A few years ago I can remember Starlo saying he fished Aberdeen hooks on Squidgy Bugs for the surface. I have tried it for the Bass & it works OK but you are pretty limited with casting distance especially if it is windy.


----------



## blueyak (Jan 20, 2009)

Buy squidgy stealth prawns. 
They come with a resin head on a much finer gauge hook than the tarpon hooks they use on the others. You only get one per packet though.
I have no idea why they don't sell these hooks seperately :?


----------



## ohagas (Dec 4, 2006)

blueyak said:


> Buy squidgy stealth prawns.
> They come with a resin head on a much finer gauge hook than the tarpon hooks they use on the others. You only get one per packet though.
> I have no idea why they don't sell these hooks seperately :?

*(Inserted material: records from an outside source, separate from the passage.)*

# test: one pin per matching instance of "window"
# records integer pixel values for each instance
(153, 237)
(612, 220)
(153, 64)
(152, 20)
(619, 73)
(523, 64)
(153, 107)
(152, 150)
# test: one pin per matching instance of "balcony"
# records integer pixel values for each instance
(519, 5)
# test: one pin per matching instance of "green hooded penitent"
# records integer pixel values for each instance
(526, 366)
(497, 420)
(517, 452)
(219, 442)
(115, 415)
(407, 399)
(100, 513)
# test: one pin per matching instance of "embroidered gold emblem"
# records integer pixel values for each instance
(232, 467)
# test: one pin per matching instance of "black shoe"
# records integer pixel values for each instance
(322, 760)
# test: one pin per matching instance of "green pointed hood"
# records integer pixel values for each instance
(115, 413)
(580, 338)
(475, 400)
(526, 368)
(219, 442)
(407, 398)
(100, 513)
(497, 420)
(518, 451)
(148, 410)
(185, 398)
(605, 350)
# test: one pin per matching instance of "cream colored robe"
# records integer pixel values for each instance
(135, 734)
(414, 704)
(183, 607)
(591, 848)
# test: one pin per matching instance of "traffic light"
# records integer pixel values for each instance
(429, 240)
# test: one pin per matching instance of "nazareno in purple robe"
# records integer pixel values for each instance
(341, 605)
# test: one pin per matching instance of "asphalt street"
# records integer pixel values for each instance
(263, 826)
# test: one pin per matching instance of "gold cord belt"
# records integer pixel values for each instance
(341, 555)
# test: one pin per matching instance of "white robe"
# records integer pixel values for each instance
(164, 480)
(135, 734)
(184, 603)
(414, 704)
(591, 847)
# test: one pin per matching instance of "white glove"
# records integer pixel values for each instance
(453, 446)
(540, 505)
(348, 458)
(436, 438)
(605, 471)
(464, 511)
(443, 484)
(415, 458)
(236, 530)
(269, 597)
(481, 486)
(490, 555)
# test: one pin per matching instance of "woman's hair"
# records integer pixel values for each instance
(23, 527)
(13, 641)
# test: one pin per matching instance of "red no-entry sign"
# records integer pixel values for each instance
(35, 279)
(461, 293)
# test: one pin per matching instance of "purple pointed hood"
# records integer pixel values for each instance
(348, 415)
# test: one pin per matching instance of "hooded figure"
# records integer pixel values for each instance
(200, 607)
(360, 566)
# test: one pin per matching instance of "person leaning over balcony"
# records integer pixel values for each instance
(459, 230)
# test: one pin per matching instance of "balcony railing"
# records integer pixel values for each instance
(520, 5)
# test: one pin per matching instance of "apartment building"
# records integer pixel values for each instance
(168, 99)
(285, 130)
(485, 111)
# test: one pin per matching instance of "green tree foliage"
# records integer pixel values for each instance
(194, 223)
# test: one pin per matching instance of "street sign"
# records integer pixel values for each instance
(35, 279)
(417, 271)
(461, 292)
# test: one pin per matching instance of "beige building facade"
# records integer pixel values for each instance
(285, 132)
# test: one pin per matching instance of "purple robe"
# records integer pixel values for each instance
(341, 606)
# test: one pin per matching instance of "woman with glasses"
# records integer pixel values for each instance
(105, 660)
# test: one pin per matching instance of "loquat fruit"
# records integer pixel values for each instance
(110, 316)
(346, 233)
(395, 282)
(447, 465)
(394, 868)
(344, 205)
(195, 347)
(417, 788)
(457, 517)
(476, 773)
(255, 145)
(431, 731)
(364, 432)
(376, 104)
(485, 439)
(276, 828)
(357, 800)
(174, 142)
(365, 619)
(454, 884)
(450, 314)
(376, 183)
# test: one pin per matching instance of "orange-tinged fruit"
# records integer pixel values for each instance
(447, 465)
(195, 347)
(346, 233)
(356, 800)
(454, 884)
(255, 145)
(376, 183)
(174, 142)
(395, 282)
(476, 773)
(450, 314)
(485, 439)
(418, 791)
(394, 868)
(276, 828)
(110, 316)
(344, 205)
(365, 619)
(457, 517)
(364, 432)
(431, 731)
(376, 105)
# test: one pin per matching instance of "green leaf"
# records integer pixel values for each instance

Thanks for the tip blueyak!


----------



## punchanello (Oct 6, 2011)

The only way I've seen resin heads used successfully on Bream is worked quickly, twitched quickly, cast with the wind at extremely aggressive fish in murky water. In other words, it has to be just about the precise conditions in every way.

Weed-less rigs or worm hooks are the way to go if you want to fish the top water with SP's. I've tried and have never been able to get a resin-head to swim "right".


----------



## rino88 (Sep 10, 2011)

Why not rigg the plastics weedless using a worming hook? I do this funnily enough with the squidgy prawns, also with the wrigglers...


----------